ACE — Adaptive Compute Efficiency Engine

The Adaptive Compute Efficiency Engine (ACE) answers one question: of all the GPU compute your cluster allocated, how much of it did useful work? ACE ingests job accounting data from major HPC schedulers — Slurm, PBS Pro, LSF, and XDMoD-aggregated multi-scheduler environments — alongside hardware telemetry from NVIDIA DCGM and Kubernetes pod metrics where available. It scores each job against a documented efficiency methodology, identifies the scripts and workload types driving waste, blocks right-sizing recommendations it cannot defend (memory-bound jobs, healthy repeat scripts, multi-GPU topology constraints), and produces a structured export consumed by GRADE for assessment scoring. The result is a GPU-hours-weighted efficiency rate that reflects physical resource consumption rather than masking large wasteful jobs behind a count of small efficient ones.

Primary metric

gpu_efficiency_rate — GPU-hours weighted efficiency. Of all the GPU-hours allocated across all jobs in the assessment period, what fraction did useful compute work?

gpu_efficiency_rate = gpu_hours_used / gpu_hours_requested
                    = Σ(used_gpus_i × duration_i) / Σ(requested_gpus_i × duration_i)

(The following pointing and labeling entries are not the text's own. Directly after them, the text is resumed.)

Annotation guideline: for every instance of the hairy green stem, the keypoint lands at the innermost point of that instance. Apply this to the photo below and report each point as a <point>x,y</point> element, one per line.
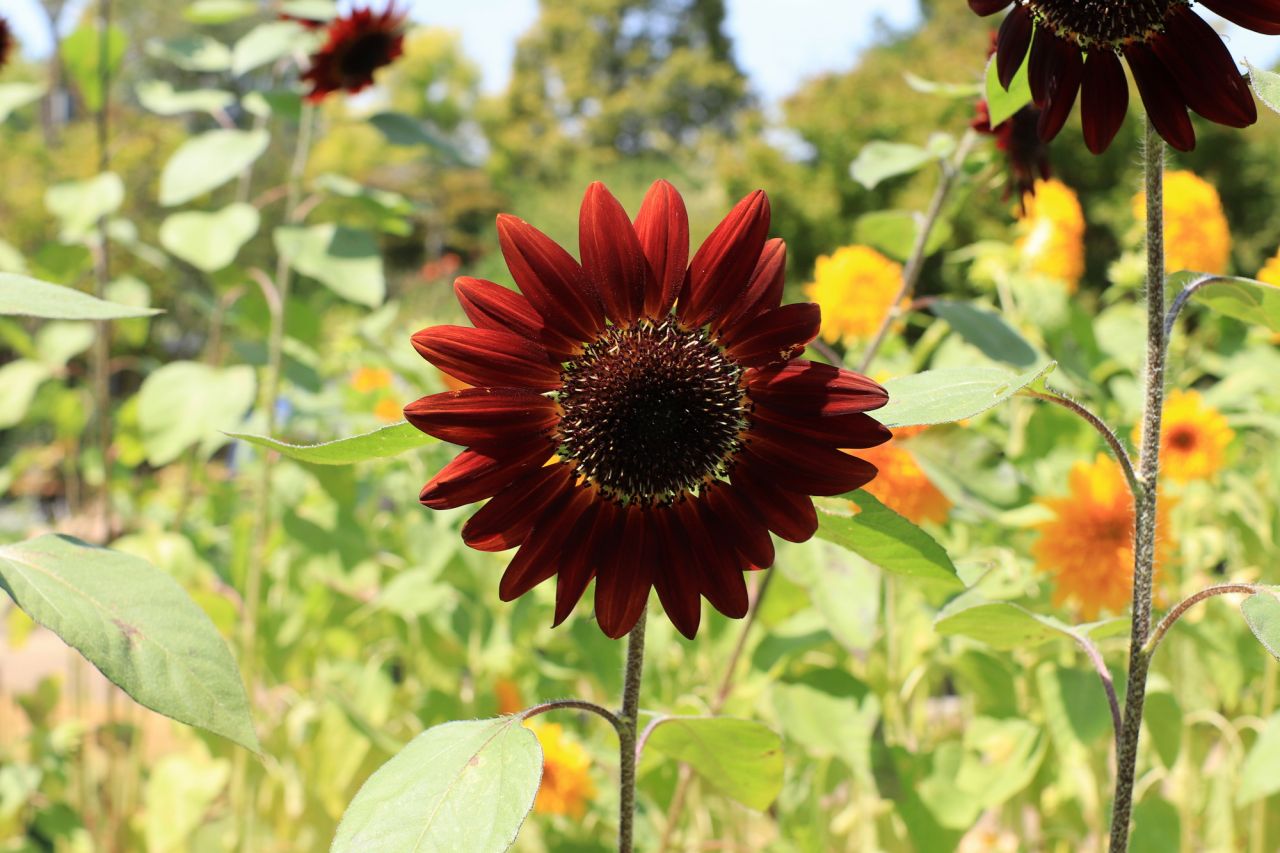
<point>629,717</point>
<point>1146,500</point>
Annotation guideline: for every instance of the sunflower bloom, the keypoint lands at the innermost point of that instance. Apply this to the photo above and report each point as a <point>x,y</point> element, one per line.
<point>1088,546</point>
<point>1175,56</point>
<point>357,45</point>
<point>1196,232</point>
<point>1052,242</point>
<point>566,785</point>
<point>901,484</point>
<point>641,418</point>
<point>1193,437</point>
<point>855,287</point>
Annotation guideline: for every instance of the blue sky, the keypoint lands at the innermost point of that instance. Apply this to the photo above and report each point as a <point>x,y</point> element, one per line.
<point>777,50</point>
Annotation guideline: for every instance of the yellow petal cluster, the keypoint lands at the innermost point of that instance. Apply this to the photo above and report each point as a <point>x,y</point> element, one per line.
<point>1196,232</point>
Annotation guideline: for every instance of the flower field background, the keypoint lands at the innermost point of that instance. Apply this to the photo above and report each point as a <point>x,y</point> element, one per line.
<point>214,251</point>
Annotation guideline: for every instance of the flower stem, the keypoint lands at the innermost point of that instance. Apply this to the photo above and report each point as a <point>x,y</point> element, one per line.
<point>1144,502</point>
<point>630,717</point>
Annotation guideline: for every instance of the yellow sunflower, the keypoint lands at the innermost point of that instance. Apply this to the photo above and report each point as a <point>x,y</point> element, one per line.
<point>1196,232</point>
<point>1193,437</point>
<point>855,287</point>
<point>1052,226</point>
<point>1088,544</point>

Large, long jobs count proportionally more than small, short jobs. A cluster running 1,000 small efficient jobs and 10 large wasteful jobs (100× the GPU-hours) cannot hide behind the small ones. This is the metric GRADE uses in the composite score.

Secondary metric

gpu_efficiency_score — per-job mean utilization. Equal weight per job regardless of size or duration. Used by ATLAS for human-readable display (“current utilization: 25.7%”) and by PACE for job calibration rate computation.

Why two metrics

MIT Supercloud (73,367 Slurm jobs, HPCA22 public dataset):

Metric	Value	What it says
`gpu_efficiency_score`	0.257	Most jobs underutilize GPUs
`gpu_efficiency_rate`	0.339	Large jobs are relatively better utilized

GRADE uses gpu_efficiency_rate. Both are reported in ACE findings.

Worked example

Job	GPUs requested	Duration (hrs)	Utilization
1041	8	10.0	90%
1042	4	0.5	20%
1043	8	8.0	80%

gpu_hours_requested = (8×10) + (4×0.5) + (8×8) = 146
gpu_hours_used      = (7.2×10) + (0.8×0.5) + (6.4×8) = 123.6

gpu_efficiency_rate  = 123.6 / 146 = 0.847   ← GRADE primary
gpu_efficiency_score = (0.9 + 0.2 + 0.8) / 3 = 0.633  ← secondary

Job 1042 is small and short — it barely moves gpu_efficiency_rate but is flagged for right-sizing by the per-job threshold.

Input paths

ACE selects the highest-fidelity source available based on PROFILE’s routing manifest:

Source	Command	What it measures
`sacct`	`ace ingest --source slurm-sacct`	Slurm scheduler accounting — job-level GPU requests, elapsed, state
`pbs-accounting`	`ace ingest --source pbs-accounting`	PBS Pro / OpenPBS / TORQUE accounting log
`xdmod`	`ace ingest --source xdmod`	Open XDMoD CSV export — normalizes Slurm, PBS, SGE through one interface
`lsf-bacct`	`ace ingest --source lsf-bacct`	IBM LSF `bacct -csv` output
`dcgm`	`ace analyze input --input-path dcgm`	NVIDIA DCGM hardware telemetry (highest confidence)
`k8s_metrics`	`ace analyze input --input-path k8s_metrics`	Kubernetes pod GPU metrics
`claw`	CLAW agent	Live collection agent — routes to sacct or canonical path

All four scheduler paths produce an identical canonical CSV format so all downstream analysis and GRADE export paths work without modification.

Job health tracking

ACE counts all submitted GPU jobs regardless of completion state. Silently dropping failed jobs was the previous behaviour — it understated waste.

Finding	Definition
`job_failure_rate`	FAILED + OOM + BOOT_FAIL / submitted GPU jobs
`node_fail_rate`	NODE_FAIL / submitted — hardware-induced failures
`job_cancel_rate`	CANCELLED + PREEMPTED / submitted
`job_timeout_rate`	Jobs that hit their walltime limit / submitted
`early_fail_rate`	Jobs that failed within 5 minutes of start / submitted

PBS and LSF walltime-exceeded kills are detected by exit code (default: 137, 271) and by a heuristic: if elapsed ≥ 95% of requested walltime and the job failed, it is classified as timeout.

Walltime efficiency

When the scheduler export includes a requested walltime field (Timelimit in Slurm, Resource_List.walltime in PBS, requested_walltime in XDMoD, RUN_LIMIT in LSF):

Finding	Definition
`walltime_efficiency_rate`	mean(elapsed / timelimit) across completed jobs
`walltime_overrequest_pct`	fraction of jobs that used < 50% of their requested walltime

A cluster where 60% of jobs use less than half their requested walltime is holding queue slots open longer than necessary — different waste from GPU underutilization, and invisible without this signal.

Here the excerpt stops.